Cruel ou 2 X 0

Qual será a sua reação

quando, ao acordar de noite e acender a luz,

me vir dormindo de boca aberta?

Quando, ao me puxar pelo braço

pra atravessarmos a rua,

sentir-se temerosa de que sejamos atingidos pelos carros?

Quando quiser trepar e entender

que só se for no banquinho da cozinha,

ou numa árvore, como lhe disse que fazia quando tinha dez anos?
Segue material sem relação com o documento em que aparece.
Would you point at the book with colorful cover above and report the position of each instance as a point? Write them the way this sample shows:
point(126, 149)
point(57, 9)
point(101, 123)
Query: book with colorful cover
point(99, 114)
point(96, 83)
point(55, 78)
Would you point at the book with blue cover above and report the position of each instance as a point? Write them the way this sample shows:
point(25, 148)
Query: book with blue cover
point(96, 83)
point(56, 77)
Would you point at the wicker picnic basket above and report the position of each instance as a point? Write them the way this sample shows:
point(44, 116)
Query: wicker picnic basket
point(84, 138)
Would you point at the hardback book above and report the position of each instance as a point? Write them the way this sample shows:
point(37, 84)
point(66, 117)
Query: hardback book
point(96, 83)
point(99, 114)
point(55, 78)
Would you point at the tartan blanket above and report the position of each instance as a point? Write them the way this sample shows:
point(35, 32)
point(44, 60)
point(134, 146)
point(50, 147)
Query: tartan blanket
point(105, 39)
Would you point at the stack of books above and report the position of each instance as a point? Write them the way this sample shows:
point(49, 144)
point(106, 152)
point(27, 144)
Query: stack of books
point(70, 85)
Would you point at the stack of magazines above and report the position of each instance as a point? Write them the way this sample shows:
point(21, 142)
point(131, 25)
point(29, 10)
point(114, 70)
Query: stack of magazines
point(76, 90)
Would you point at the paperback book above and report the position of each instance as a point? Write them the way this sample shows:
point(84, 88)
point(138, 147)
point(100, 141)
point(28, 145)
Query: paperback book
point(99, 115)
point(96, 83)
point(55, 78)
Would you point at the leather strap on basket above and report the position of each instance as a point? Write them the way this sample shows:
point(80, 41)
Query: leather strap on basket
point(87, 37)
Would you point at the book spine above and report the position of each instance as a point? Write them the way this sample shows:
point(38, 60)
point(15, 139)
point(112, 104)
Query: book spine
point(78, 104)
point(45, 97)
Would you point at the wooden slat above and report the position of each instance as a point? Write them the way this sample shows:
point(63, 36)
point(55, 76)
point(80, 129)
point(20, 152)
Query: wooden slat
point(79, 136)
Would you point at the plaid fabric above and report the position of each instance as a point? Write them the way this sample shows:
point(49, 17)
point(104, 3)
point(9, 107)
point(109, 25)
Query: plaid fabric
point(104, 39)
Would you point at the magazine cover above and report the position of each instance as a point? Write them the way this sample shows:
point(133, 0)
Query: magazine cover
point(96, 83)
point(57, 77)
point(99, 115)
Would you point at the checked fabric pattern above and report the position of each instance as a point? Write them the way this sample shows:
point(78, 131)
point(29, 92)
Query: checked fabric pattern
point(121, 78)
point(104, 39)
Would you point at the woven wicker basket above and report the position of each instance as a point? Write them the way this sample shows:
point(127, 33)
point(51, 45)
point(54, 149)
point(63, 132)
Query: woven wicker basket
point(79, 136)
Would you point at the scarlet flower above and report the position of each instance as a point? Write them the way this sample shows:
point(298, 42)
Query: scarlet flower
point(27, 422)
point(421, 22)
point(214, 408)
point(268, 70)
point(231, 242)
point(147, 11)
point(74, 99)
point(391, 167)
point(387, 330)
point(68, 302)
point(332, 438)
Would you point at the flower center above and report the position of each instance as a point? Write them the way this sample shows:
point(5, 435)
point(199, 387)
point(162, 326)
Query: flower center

Quando a cachorra afundar o nariz

no canto do sofá

em que costumo sentar?

Quando tiver que andar

extremamente devagar

por minha causa?

Quando tiver que pedir

que me coloquem

de novo no CTI?

Quando tiver que dormir mal

no sofá estreito

do hospital?

Quando tiver que admitir

que tudo que não fiz

não deu certo.

Quando se reconhecer,

ao me trocar,

com o mínimo de repugnância?

Quando se sentir com esperança

de que dessa vez

eu me vá?

Quando quiser que eu dure mais

para que você não se sinta

arrependida?

Quando tiver que limpar

minha boca

de restos de comida?

Quando me presentear com um belo texto

no dia do meu aniversário

e não ficar sabendo se o consegui entender?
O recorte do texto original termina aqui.